Marcus Livius Drusus | Reformist, Assassination, Gracchan | Britannica (original) (raw)

Marcus Livius Drusus (born c. 124 bc—died 91 bc) was the son of the tribune of 122 bc by the same name; as tribune in 91, Drusus made the last nonviolent civilian attempt to reform the government of republican Rome. Drusus began by proposing colonial and agrarian reform bills. He attempted to resolve the tensions between the senatorial order (the political class) and the equestrian order, or knights (the commercial class).

As tribune in 123–122, Gaius Sempronius Gracchus had given the right of collecting taxes to the knights and had made them the source of jurors on standing criminal courts. In 92 an honest senator, Publius Rutilius Rufus, was convicted of corruption in governing his province when in fact he had tried to control equestrian rapacity in tax collecting. Drusus came forward, as “patron of the Senate,” with a solution. Three hundred knights were to be raised to the Senate, and in the future jurors for standing criminal courts would be selected from this enlarged Senate. By this scheme, the wealthiest of the knights would become senators and the rest would lose control of the courts. Although supported by the distinguished senator Marcus Aemilius Scaurus, Drusus’s proposal did not satisfy extremists of either order, nor did it please those who stood to gain by the conflict between them, such as the general Gaius Marius.
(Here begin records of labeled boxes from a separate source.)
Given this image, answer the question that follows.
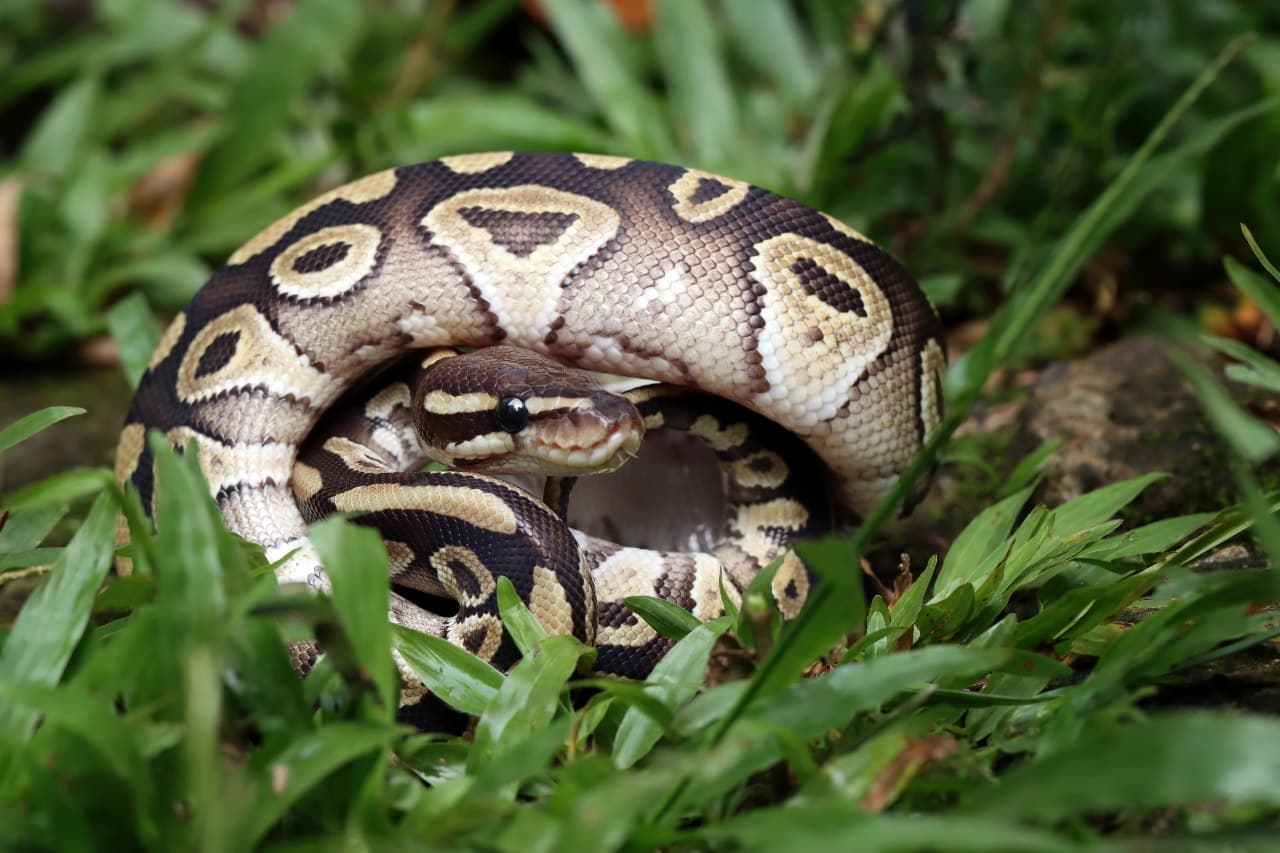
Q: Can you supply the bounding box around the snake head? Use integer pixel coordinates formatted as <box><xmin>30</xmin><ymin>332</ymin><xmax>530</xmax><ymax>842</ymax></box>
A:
<box><xmin>412</xmin><ymin>346</ymin><xmax>644</xmax><ymax>476</ymax></box>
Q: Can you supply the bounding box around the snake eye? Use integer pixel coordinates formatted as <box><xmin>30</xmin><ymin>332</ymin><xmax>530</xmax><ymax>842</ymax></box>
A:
<box><xmin>498</xmin><ymin>397</ymin><xmax>529</xmax><ymax>433</ymax></box>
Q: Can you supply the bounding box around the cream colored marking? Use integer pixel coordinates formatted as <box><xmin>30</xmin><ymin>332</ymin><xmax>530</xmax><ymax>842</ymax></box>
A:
<box><xmin>594</xmin><ymin>548</ymin><xmax>666</xmax><ymax>647</ymax></box>
<box><xmin>333</xmin><ymin>484</ymin><xmax>517</xmax><ymax>534</ymax></box>
<box><xmin>751</xmin><ymin>234</ymin><xmax>893</xmax><ymax>430</ymax></box>
<box><xmin>529</xmin><ymin>566</ymin><xmax>573</xmax><ymax>634</ymax></box>
<box><xmin>177</xmin><ymin>305</ymin><xmax>333</xmax><ymax>403</ymax></box>
<box><xmin>444</xmin><ymin>432</ymin><xmax>516</xmax><ymax>460</ymax></box>
<box><xmin>730</xmin><ymin>498</ymin><xmax>809</xmax><ymax>566</ymax></box>
<box><xmin>573</xmin><ymin>154</ymin><xmax>635</xmax><ymax>172</ymax></box>
<box><xmin>631</xmin><ymin>264</ymin><xmax>694</xmax><ymax>313</ymax></box>
<box><xmin>920</xmin><ymin>338</ymin><xmax>947</xmax><ymax>441</ymax></box>
<box><xmin>730</xmin><ymin>450</ymin><xmax>790</xmax><ymax>489</ymax></box>
<box><xmin>612</xmin><ymin>383</ymin><xmax>667</xmax><ymax>406</ymax></box>
<box><xmin>440</xmin><ymin>151</ymin><xmax>516</xmax><ymax>174</ymax></box>
<box><xmin>689</xmin><ymin>552</ymin><xmax>741</xmax><ymax>622</ymax></box>
<box><xmin>289</xmin><ymin>462</ymin><xmax>324</xmax><ymax>501</ymax></box>
<box><xmin>324</xmin><ymin>435</ymin><xmax>394</xmax><ymax>474</ymax></box>
<box><xmin>419</xmin><ymin>350</ymin><xmax>458</xmax><ymax>370</ymax></box>
<box><xmin>525</xmin><ymin>397</ymin><xmax>595</xmax><ymax>415</ymax></box>
<box><xmin>822</xmin><ymin>214</ymin><xmax>874</xmax><ymax>245</ymax></box>
<box><xmin>428</xmin><ymin>544</ymin><xmax>498</xmax><ymax>607</ymax></box>
<box><xmin>769</xmin><ymin>549</ymin><xmax>809</xmax><ymax>619</ymax></box>
<box><xmin>227</xmin><ymin>169</ymin><xmax>396</xmax><ymax>264</ymax></box>
<box><xmin>115</xmin><ymin>424</ymin><xmax>147</xmax><ymax>483</ymax></box>
<box><xmin>365</xmin><ymin>382</ymin><xmax>410</xmax><ymax>420</ymax></box>
<box><xmin>269</xmin><ymin>224</ymin><xmax>383</xmax><ymax>300</ymax></box>
<box><xmin>667</xmin><ymin>169</ymin><xmax>751</xmax><ymax>223</ymax></box>
<box><xmin>165</xmin><ymin>427</ymin><xmax>294</xmax><ymax>493</ymax></box>
<box><xmin>689</xmin><ymin>415</ymin><xmax>750</xmax><ymax>452</ymax></box>
<box><xmin>422</xmin><ymin>184</ymin><xmax>621</xmax><ymax>341</ymax></box>
<box><xmin>147</xmin><ymin>313</ymin><xmax>187</xmax><ymax>370</ymax></box>
<box><xmin>422</xmin><ymin>391</ymin><xmax>498</xmax><ymax>415</ymax></box>
<box><xmin>447</xmin><ymin>613</ymin><xmax>502</xmax><ymax>661</ymax></box>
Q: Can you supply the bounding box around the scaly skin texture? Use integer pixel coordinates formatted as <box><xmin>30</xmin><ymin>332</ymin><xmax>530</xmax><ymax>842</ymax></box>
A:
<box><xmin>116</xmin><ymin>152</ymin><xmax>945</xmax><ymax>701</ymax></box>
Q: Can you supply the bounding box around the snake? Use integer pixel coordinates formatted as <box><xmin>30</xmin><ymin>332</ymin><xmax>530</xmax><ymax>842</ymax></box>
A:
<box><xmin>115</xmin><ymin>151</ymin><xmax>946</xmax><ymax>707</ymax></box>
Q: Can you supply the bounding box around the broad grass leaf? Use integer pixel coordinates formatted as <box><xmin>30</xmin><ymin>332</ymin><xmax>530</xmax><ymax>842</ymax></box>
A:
<box><xmin>22</xmin><ymin>76</ymin><xmax>102</xmax><ymax>177</ymax></box>
<box><xmin>0</xmin><ymin>684</ymin><xmax>157</xmax><ymax>847</ymax></box>
<box><xmin>929</xmin><ymin>485</ymin><xmax>1033</xmax><ymax>602</ymax></box>
<box><xmin>0</xmin><ymin>406</ymin><xmax>84</xmax><ymax>453</ymax></box>
<box><xmin>654</xmin><ymin>0</ymin><xmax>742</xmax><ymax>173</ymax></box>
<box><xmin>622</xmin><ymin>596</ymin><xmax>701</xmax><ymax>640</ymax></box>
<box><xmin>106</xmin><ymin>293</ymin><xmax>160</xmax><ymax>388</ymax></box>
<box><xmin>721</xmin><ymin>0</ymin><xmax>822</xmax><ymax>106</ymax></box>
<box><xmin>0</xmin><ymin>505</ymin><xmax>67</xmax><ymax>550</ymax></box>
<box><xmin>726</xmin><ymin>537</ymin><xmax>865</xmax><ymax>706</ymax></box>
<box><xmin>964</xmin><ymin>711</ymin><xmax>1280</xmax><ymax>821</ymax></box>
<box><xmin>467</xmin><ymin>637</ymin><xmax>591</xmax><ymax>772</ymax></box>
<box><xmin>1222</xmin><ymin>252</ymin><xmax>1280</xmax><ymax>327</ymax></box>
<box><xmin>392</xmin><ymin>625</ymin><xmax>504</xmax><ymax>717</ymax></box>
<box><xmin>1199</xmin><ymin>334</ymin><xmax>1280</xmax><ymax>393</ymax></box>
<box><xmin>192</xmin><ymin>0</ymin><xmax>364</xmax><ymax>202</ymax></box>
<box><xmin>0</xmin><ymin>494</ymin><xmax>116</xmax><ymax>739</ymax></box>
<box><xmin>1169</xmin><ymin>350</ymin><xmax>1280</xmax><ymax>464</ymax></box>
<box><xmin>946</xmin><ymin>43</ymin><xmax>1259</xmax><ymax>398</ymax></box>
<box><xmin>238</xmin><ymin>722</ymin><xmax>401</xmax><ymax>850</ymax></box>
<box><xmin>0</xmin><ymin>733</ymin><xmax>100</xmax><ymax>853</ymax></box>
<box><xmin>1080</xmin><ymin>512</ymin><xmax>1217</xmax><ymax>560</ymax></box>
<box><xmin>498</xmin><ymin>575</ymin><xmax>547</xmax><ymax>657</ymax></box>
<box><xmin>1052</xmin><ymin>473</ymin><xmax>1169</xmax><ymax>539</ymax></box>
<box><xmin>310</xmin><ymin>516</ymin><xmax>398</xmax><ymax>706</ymax></box>
<box><xmin>613</xmin><ymin>616</ymin><xmax>728</xmax><ymax>770</ymax></box>
<box><xmin>543</xmin><ymin>0</ymin><xmax>676</xmax><ymax>161</ymax></box>
<box><xmin>5</xmin><ymin>467</ymin><xmax>115</xmax><ymax>510</ymax></box>
<box><xmin>746</xmin><ymin>646</ymin><xmax>1011</xmax><ymax>738</ymax></box>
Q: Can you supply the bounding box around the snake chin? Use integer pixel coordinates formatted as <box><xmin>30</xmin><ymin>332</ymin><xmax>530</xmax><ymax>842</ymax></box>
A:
<box><xmin>568</xmin><ymin>429</ymin><xmax>726</xmax><ymax>551</ymax></box>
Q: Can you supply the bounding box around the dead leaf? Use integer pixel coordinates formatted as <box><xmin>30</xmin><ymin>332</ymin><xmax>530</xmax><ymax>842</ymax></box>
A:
<box><xmin>858</xmin><ymin>735</ymin><xmax>960</xmax><ymax>813</ymax></box>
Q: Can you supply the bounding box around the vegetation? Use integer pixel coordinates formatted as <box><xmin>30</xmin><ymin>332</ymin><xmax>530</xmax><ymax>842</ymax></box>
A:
<box><xmin>0</xmin><ymin>0</ymin><xmax>1280</xmax><ymax>850</ymax></box>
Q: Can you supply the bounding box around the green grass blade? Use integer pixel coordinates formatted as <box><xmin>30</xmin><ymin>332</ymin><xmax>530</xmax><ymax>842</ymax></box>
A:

Opposition from all sides increased when Drusus pushed for the enfranchisement of Rome’s Italian allies. The Senate declared his legislation invalid on technical grounds. Disturbances involving Drusus’s supporters among the allies increased, and the reformer was murdered. His assassin was never discovered. The immediate consequence of his murder was the Social War (91–87), the revolt of the Italian allies.